How Microchips are Made

What is Microchips 

A microchip (sometimes just called a "chip") is a unit of packaged computer circuitry (usually called an integrated circuit) that is manufactured from a material such as silicon at a very small scale. Microchips are made for program logic (logic or microprocessor chips) and for computer memory (memory or RAM chips). Microchips are also made that include both logic and memory and for special purposes such as analog-to-digital conversion, bit slicing, and gateways.

Microprocessors, also called computer chips, are made using a process called lithography. Specifically, deep-ultraviolet lithography is used to make the current breed of microchips and was most likely used to make the chip that is inside your computer.

How Microchips are Made

While making microchips there are many material includes but the main material is Silicon.

What is Silicon:

silicon (Si), a nonmetallic chemical element in the carbon family (Group 14 [IVa] of the periodic table). Silicon makes up 27.7 percent of Earth’s crust; it is the second most abundant element in the crust, being surpassed only by oxygen.

Process of making Microchips

• Lithography is akin to photography in that it uses light to transfer images onto a substrate. In the case of a camera, the substrate is film. 
• Silicon is the traditional substrate used in chipmaking. To create the integrated circuit design that's on a microprocessor, light is directed onto a mask. A mask is like a stencil of the circuit pattern. 
• The light shines through the mask and then through a series of optical lenses that shrink the image down. This small image is then projected onto a silicon, or semiconductor, wafer.
• The wafer is covered with a light-sensitive, liquid plastic called photoresist. The mask is placed over the wafer, and when light shines through the mask and hits the silicon wafer, it hardens the photoresist that isn't covered by the mask. The photoresist that is not exposed to light remains somewhat gooey and is chemically washed away, leaving only the hardened photoresist and exposed silicon wafer. 
• The key to creating more powerful microprocessors is the size of the light's wavelength. The shorter the wavelength, the more transistors can be etched onto the silicon wafer. More transistors equals a more powerful, faster microprocessor. 
• That's the big reason why an Intel Pentium 4 processor, which has 42 million transistors, is faster than the Pentium 3, which has 28 million transistors. As of 2001, deep-ultraviolet lithography uses a wavelength of 240 nanometers. A nanometer is one-billionth of a meter. 
• As chipmakers reduce to 100-nanometer wavelengths, they will need a new chipmaking technology. The problem posed by using deep-ultraviolet lithography is that as the light's wavelengths get smaller, the light gets absorbed by the glass lenses that are intended to focus it. The result is that the light doesn't make it to the silicon, so no circuit pattern is created on the wafer. This is where EUVL will take over.
• In EUVL, glass lenses will be replaced by mirrors to focus light. In the next section, you will learn just how EUVL will be used to produce chips that are at least five times more powerful than the most powerful chips made in 2001.
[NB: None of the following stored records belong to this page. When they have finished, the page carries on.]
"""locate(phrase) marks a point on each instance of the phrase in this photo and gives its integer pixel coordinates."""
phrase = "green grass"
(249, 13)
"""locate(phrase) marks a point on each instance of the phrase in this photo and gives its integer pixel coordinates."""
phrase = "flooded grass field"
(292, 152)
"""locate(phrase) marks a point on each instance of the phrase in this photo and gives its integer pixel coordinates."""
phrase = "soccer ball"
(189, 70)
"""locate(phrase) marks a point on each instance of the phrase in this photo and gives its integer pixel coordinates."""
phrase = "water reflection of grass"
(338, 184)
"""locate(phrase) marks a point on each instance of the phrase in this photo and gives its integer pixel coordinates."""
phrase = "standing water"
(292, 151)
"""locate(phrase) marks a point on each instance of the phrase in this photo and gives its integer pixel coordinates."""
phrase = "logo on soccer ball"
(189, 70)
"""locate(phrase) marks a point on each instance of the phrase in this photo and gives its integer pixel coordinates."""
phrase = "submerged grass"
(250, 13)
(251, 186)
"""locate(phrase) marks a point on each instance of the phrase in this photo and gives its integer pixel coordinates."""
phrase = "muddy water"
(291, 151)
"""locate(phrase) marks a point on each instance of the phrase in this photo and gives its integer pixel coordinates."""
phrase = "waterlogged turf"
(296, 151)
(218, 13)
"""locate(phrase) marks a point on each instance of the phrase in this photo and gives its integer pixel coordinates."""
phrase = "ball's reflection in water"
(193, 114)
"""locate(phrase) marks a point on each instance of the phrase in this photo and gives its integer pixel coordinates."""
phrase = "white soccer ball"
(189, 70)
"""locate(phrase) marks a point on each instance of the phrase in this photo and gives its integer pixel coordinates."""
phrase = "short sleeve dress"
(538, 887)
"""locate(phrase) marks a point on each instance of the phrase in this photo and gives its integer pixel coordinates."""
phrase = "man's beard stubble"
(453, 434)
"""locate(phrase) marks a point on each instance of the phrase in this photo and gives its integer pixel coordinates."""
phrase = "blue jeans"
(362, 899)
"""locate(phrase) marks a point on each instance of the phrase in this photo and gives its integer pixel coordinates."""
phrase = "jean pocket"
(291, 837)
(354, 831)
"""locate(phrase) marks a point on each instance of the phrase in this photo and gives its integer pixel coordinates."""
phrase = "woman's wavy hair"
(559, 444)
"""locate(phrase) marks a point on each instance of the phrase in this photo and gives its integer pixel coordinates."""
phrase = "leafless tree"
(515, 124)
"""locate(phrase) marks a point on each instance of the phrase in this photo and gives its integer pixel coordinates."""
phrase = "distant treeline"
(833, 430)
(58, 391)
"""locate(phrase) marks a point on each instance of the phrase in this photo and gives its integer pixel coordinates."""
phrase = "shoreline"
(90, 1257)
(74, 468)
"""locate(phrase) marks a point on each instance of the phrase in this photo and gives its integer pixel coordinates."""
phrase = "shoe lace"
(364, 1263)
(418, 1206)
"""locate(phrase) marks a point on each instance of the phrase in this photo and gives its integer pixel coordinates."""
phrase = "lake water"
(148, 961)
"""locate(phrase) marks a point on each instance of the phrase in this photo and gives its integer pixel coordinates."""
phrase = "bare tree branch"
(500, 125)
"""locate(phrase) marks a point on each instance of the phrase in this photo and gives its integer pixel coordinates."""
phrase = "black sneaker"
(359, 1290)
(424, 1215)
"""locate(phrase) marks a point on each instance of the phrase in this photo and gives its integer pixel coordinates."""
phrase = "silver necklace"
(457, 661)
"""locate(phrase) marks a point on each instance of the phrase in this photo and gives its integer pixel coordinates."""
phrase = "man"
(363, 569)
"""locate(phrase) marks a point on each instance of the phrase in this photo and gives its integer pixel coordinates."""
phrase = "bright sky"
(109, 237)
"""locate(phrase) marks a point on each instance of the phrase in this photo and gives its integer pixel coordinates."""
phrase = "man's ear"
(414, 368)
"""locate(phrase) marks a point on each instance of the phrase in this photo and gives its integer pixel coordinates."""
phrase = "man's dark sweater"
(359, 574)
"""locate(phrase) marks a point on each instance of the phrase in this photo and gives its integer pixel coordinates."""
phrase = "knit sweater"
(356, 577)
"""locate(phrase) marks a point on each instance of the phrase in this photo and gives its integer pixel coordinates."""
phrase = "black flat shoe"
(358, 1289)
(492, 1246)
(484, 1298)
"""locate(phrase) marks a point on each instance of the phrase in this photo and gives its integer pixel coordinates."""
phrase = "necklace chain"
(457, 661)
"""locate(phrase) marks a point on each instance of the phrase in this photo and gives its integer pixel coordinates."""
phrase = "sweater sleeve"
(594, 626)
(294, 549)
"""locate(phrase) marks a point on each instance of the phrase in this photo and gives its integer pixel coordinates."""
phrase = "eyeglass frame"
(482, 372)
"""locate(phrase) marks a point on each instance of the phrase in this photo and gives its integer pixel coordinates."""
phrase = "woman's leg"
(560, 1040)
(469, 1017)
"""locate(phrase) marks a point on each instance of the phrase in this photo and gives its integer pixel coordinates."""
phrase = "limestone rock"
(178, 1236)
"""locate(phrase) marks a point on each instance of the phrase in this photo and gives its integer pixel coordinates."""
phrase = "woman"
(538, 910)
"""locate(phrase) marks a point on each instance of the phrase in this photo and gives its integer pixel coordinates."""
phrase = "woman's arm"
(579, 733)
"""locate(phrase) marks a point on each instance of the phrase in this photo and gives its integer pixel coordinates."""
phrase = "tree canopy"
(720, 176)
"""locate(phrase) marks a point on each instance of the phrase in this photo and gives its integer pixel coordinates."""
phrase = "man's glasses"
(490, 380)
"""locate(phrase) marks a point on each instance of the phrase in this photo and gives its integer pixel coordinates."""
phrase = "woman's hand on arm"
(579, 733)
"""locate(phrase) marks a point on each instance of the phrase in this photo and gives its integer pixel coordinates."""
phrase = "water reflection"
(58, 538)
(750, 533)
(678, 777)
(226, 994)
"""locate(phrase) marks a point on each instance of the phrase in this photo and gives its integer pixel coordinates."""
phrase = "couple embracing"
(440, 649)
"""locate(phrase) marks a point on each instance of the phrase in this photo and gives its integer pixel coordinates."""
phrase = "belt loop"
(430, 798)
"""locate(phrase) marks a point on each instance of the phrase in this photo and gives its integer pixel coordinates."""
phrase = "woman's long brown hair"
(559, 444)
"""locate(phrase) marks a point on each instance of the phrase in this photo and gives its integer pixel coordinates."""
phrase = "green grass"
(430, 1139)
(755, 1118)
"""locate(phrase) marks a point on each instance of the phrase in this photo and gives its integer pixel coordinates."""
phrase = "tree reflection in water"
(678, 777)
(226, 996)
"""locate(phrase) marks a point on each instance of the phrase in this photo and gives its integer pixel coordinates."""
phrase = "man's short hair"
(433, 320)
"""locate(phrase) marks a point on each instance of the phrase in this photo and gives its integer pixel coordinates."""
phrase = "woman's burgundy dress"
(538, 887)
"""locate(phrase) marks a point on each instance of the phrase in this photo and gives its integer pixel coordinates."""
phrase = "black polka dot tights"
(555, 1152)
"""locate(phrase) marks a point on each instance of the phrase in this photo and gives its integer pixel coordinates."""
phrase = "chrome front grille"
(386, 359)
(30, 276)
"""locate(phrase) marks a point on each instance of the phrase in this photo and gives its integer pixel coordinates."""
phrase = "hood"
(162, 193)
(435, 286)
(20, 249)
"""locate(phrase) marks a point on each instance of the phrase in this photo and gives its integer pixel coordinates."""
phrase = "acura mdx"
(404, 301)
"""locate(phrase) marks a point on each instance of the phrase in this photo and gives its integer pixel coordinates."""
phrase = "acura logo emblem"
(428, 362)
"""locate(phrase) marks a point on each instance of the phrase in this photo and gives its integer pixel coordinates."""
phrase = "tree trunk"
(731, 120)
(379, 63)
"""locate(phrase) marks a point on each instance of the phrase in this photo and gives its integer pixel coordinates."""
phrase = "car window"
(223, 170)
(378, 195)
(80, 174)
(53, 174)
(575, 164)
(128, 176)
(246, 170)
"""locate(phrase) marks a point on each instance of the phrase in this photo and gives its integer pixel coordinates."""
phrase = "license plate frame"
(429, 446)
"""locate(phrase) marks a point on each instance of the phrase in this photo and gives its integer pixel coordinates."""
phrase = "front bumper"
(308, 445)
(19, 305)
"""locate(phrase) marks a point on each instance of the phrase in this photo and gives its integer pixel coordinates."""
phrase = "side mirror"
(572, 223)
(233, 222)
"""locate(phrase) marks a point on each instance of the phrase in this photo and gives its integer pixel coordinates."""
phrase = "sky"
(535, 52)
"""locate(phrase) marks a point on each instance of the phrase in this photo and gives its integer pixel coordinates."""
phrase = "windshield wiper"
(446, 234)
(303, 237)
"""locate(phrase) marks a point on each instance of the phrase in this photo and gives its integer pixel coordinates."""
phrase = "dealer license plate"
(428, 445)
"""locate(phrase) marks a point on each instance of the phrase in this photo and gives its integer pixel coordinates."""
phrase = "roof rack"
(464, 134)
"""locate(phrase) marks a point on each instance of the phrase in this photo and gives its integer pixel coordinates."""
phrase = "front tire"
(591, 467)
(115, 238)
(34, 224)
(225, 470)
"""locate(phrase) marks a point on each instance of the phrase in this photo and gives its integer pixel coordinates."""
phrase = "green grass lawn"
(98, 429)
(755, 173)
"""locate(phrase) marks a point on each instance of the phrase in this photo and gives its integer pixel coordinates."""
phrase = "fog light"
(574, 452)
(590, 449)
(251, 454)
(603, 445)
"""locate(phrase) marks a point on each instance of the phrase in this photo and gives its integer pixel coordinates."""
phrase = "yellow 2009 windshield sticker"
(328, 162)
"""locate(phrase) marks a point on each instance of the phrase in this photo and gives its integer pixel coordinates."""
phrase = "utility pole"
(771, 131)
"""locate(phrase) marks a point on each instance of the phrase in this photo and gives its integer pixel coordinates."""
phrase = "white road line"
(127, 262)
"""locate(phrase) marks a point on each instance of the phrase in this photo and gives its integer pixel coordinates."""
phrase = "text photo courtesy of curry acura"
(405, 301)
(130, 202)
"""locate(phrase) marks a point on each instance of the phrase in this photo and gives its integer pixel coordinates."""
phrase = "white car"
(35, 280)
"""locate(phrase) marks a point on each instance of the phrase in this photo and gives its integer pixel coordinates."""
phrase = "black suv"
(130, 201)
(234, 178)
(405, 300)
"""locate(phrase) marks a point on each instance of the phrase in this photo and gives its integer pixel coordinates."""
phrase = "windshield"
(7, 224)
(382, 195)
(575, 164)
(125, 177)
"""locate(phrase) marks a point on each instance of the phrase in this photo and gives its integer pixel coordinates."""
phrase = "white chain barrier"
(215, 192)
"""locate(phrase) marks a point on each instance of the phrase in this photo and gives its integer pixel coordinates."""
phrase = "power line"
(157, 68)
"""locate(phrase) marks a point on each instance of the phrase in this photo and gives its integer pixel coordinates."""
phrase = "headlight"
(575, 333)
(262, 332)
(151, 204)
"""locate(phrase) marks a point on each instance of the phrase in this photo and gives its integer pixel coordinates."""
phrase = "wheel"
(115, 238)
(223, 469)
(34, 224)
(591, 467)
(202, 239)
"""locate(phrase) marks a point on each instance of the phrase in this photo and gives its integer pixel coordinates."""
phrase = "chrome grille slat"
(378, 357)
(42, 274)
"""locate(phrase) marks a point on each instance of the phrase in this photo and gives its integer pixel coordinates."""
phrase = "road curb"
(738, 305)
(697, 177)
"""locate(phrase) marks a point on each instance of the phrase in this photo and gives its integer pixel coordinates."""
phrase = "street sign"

Intel chips power Ultrabook™ devices, smartphones, tablets, high performance computing, data centers, and the Internet. They automate factories and are embedded in automobiles and everyday devices. The most sophisticated processor can contain hundreds of millions or billions of transistors interconnected by fine wires made of copper. Each of these transistors acts as an on/off switch, controlling the flow of electricity through the chip to send, receive, and process information. Chips today may have multiple cores.

A nonconducting layer of silicon dioxide is grown or deposited on the surface of the silicon wafer, and that layer is covered with a photosensitive chemical called a photoresist. The photoresist is exposed to ultraviolet light shined through a patterned plate, or "mask," which hardens the areas exposed to the light. Unexposed areas are then etched away by hot gasses to reveal the silicon dioxide base below. The base and the silicon layer below are further etched to varying depths. The photoresist hardened by this process of photolithography is then stripped away, leaving a 3-D landscape on the chip that replicates the circuit design embodied in the mask. The electrical conductivity of certain parts of the chip can also be altered by doping them with chemicals under heat and pressure. Photolithography using different masks, followed by more etching and doping, can be repeated hundreds of times for the same chip, producing a more complex integrated circuit at each step.